One hint, she belongs to two ethnicities.

----------


## Aberdeen

Welsh and Irish? I've seen plenty of British and Irish women who look like that, which makes this one another example of why I don't think we can decipher the nationality of any Caucasian based on their facial appearance.

----------


## Alan

none of the above. Seems this will be harder as previously thought :)
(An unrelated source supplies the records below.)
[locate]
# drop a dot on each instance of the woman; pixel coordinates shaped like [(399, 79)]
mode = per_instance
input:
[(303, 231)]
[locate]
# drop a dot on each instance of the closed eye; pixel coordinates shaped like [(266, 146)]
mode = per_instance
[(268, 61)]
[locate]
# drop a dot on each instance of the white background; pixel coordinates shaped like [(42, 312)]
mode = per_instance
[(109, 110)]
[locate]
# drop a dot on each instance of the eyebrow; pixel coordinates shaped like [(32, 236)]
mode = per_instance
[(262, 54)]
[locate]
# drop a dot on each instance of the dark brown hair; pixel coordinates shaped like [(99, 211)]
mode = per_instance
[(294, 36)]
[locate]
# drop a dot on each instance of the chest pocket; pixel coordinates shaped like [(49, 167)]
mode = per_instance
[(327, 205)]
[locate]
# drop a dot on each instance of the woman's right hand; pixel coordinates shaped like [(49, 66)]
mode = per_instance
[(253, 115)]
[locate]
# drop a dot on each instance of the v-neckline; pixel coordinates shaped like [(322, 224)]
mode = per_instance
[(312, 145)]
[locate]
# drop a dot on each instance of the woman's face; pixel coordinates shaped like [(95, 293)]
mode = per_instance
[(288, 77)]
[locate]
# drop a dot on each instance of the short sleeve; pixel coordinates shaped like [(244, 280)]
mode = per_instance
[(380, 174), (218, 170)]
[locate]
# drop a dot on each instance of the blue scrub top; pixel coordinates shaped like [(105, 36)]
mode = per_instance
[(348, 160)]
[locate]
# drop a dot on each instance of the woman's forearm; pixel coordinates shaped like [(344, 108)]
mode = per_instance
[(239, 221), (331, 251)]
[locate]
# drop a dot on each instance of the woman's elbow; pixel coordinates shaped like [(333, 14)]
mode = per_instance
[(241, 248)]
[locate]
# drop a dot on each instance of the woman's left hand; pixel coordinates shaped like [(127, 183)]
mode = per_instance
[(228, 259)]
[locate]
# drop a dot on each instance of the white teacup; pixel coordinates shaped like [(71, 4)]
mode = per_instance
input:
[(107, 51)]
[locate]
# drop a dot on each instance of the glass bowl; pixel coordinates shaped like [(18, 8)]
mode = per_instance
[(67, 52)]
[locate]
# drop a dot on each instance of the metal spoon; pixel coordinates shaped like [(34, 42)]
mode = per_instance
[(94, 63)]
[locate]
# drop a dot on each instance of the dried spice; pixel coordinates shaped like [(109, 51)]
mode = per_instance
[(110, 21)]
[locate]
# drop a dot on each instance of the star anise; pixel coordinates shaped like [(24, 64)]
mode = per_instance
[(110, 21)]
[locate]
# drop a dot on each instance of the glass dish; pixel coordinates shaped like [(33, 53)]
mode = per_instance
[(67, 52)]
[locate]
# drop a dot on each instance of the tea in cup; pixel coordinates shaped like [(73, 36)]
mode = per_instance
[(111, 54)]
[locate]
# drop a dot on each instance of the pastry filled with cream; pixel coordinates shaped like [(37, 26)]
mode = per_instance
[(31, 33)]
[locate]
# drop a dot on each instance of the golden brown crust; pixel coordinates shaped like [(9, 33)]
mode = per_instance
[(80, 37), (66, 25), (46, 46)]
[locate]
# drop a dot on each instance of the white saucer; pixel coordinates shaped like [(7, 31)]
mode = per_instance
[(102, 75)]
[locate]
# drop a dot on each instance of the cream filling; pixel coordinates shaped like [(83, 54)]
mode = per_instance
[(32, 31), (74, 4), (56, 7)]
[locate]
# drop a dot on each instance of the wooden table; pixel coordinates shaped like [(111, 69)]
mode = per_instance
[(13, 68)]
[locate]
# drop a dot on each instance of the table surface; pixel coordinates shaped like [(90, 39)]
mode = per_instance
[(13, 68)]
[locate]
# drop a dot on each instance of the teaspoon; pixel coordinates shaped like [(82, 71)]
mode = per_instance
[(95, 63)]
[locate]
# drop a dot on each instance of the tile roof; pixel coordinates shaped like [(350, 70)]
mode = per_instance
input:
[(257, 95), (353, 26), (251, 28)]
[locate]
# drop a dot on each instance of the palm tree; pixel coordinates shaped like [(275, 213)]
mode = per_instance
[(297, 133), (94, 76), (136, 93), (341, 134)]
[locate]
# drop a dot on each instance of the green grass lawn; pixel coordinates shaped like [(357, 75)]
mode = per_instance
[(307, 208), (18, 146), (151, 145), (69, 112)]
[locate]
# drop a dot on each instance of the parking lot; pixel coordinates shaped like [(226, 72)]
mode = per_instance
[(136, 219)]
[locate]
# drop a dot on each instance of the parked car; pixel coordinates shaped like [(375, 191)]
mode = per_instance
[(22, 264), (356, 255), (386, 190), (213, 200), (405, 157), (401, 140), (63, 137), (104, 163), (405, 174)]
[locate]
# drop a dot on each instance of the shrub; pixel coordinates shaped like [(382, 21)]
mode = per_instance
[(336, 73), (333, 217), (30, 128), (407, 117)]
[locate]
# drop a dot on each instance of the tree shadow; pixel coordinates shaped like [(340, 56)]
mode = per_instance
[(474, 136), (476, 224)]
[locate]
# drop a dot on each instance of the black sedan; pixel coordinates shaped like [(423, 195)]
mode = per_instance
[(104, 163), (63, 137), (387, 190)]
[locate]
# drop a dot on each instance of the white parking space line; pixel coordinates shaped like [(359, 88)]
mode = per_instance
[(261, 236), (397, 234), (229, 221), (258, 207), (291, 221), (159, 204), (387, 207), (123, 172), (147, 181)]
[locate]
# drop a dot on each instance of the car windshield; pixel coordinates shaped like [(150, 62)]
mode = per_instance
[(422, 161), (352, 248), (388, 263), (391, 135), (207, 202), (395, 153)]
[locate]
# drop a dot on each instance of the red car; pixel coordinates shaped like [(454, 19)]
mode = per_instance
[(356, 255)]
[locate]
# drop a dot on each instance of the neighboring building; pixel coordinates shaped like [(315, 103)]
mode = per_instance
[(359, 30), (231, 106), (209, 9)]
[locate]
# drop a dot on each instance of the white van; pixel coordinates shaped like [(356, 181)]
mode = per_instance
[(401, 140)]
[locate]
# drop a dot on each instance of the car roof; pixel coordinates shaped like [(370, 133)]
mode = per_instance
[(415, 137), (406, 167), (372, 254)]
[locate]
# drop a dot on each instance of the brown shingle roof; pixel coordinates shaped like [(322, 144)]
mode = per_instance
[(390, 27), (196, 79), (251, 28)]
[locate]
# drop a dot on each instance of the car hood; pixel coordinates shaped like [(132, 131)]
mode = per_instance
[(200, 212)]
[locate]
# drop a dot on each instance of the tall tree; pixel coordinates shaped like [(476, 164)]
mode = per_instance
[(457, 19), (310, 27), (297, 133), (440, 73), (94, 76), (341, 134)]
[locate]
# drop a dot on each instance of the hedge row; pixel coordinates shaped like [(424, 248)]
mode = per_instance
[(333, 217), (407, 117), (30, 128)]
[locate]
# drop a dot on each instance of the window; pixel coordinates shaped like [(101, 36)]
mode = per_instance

Another hint, one part of her is non European.

----------


## BakodiP

I think the European component is Czech. (Although she looks pretty Czech to me, without recent mix! :P )

----------


## Sile

she has the persian chin for a young women

----------


## Knovas

Maybe she has some kind of "Hindu Kush"-like ancestry? I mean similar to Kalash or something like this.

----------


## adamo

Knovas lollllll

----------


## adamo

Maybe she's one of those lighter central Asian phenotypes......doubt it bro : ). She's probably not FROM the Hindu Kush, but who says she doesn't light some up before bedtime?

----------


## Aberdeen

> none of the above. Seems this will be harder as previously thought :)
> 
> Another hint, one part of her is non European.


That simply proves the point I was making - it's impossible to guess the nationality of a Caucasian by their facial appearance.

----------


## Alan

Let me give another hint. Her European is from North Europe.

----------


## Nobody1

I would guess Russian/Persian;
or just plain Adyghe/Caucasus with some Slavic ancestry??

----------


## ElHorsto

Finnish plus Georgian.

----------


## nordicwarrior

With that eye color I was going to guess Hungary... but you said Northern Europe so I will go with Finland for that half. 

For the other half I will guess Iran. Looks like she could be a royal, very pretty.

----------


## Sile

> With that eye color I was going to guess Hungary... but you said Northern Europe so I will go with Finland for that half. 
> 
> For the other half I will guess Iran. Looks like she could be a royal, very pretty.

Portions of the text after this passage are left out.